Le glorieux Régiment de Bayonne, le 49° R.I., est dissous. Reformé avec les éléments du Corps Franc Pommiès après la Libération, le 49° rejoint dès le mois de septembre 1944 la 1ere Armée française sur le front des Vosges, poursuit le combat en Allemagne, participe à la prise de Stuttgart et termine son épopée à Berlin.

 

 

Mesdames, Messieurs,

 

Rien ne pouvait m'être plus agréable que d'avoir à soumettre à l'agrément du conseil municipal de Pau une proposition tendant à dénommer le « Boulevard du Corps Franc Pommiès et du 49° Régiment d'infanterie », l'une des artères de notre ville.
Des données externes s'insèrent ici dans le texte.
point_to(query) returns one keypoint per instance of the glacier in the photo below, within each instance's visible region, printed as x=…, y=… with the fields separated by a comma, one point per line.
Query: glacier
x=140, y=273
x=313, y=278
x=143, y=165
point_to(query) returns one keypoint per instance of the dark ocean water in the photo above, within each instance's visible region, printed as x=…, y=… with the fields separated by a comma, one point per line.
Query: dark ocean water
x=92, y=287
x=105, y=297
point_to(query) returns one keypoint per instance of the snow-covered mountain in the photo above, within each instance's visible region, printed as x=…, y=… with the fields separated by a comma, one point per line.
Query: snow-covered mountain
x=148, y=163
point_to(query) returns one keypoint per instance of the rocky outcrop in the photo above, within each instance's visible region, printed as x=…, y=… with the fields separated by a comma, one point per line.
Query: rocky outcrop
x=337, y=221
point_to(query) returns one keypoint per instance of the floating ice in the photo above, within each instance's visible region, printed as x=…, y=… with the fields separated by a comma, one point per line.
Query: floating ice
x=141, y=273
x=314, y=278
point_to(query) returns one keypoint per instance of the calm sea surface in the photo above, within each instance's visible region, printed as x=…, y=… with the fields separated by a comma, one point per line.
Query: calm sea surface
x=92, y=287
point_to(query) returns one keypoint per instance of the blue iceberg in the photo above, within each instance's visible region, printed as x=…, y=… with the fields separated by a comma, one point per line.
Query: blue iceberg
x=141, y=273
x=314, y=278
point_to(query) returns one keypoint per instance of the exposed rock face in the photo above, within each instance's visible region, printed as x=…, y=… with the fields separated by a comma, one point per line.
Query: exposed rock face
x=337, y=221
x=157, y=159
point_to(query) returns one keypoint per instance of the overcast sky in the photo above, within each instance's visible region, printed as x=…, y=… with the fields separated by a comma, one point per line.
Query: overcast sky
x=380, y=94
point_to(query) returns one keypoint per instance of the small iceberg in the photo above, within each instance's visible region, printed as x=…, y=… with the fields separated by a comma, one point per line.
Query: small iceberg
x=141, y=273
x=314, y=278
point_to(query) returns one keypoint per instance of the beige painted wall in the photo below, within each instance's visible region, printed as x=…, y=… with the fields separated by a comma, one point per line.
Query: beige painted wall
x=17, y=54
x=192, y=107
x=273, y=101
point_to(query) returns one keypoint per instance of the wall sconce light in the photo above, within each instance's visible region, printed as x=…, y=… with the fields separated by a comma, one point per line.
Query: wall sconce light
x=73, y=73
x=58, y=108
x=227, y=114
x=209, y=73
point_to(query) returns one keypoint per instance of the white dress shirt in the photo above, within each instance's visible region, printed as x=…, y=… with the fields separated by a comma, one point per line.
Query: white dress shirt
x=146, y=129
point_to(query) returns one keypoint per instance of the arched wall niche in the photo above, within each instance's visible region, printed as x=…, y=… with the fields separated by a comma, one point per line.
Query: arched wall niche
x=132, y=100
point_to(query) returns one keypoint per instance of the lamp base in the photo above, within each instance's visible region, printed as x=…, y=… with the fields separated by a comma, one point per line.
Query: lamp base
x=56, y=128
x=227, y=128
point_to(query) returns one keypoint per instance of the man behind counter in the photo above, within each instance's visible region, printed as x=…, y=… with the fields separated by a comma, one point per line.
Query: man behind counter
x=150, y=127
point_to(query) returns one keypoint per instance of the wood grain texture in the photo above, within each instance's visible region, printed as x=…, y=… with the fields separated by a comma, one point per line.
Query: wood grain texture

Je m'excuse à l'avance auprès de vous de la lon­gueur de ce rapport, mais il me tenait à coeur de faire l'historique complet de cette Unité dans laquelle j'ai eu l'honneur de servir.

Ce n'est pas aux membres de cette Assemblée que j'apprendrai ce que fut, dans un passé récent, cette Unité qui s'illustra des Pyrénées à Stuttgart. Ils savent que sa renommée, franchissant les limites de notre Béarn, s'est étendue jusqu'aux rives du Rhin. Ils savent également que si la Résistance eut la fierté de compter le Corps Franc Pommiès parmi ses meilleures et ses plus importantes organisations de combat l'Armée s'enorgueillit d'avoir consacré sa valeur exceptionnelle lorsqu'elle lui confia, en plein combat, le numéro et le drapeau d'un régiment régulier au passé glorieux, le 49° : fait unique durant la dernière guerre. C'est de haute lutte que le Corps Franc Pommiès acquit ses lettres de noblesse dans la Résistance. C'est de haute lutte aussi qu'il se fit une place de choix au sein de la 1° Armée. Jugez-en plutôt.

À partir du 17 novembre 1942, sans autre aide que de rares parachutages, il recrute et organise clandestinement plusieurs milliers d'hommes dans la zone R 4, c'est-à-dire dans les dix départements du Sud-Ouest situés à l'est de la ligne de démarcation. Pour son équipement, il recourt surtout à des coups de main. Puis, s'enhardissant, il noyaute les Services de Renseignements ennemis, abat des chefs de la Gestapo et exécute des sabotages. C'est ainsi, par exemple, qu'en cinq mois, de fin décembre 1943 à fin mai 1944, il désor­ganise méthodiquement les principaux moyens de transport, d'énergie et de production, au nombre desquels figure l'usine de la Société Française d'Opti­que et de Mécanique de Pau.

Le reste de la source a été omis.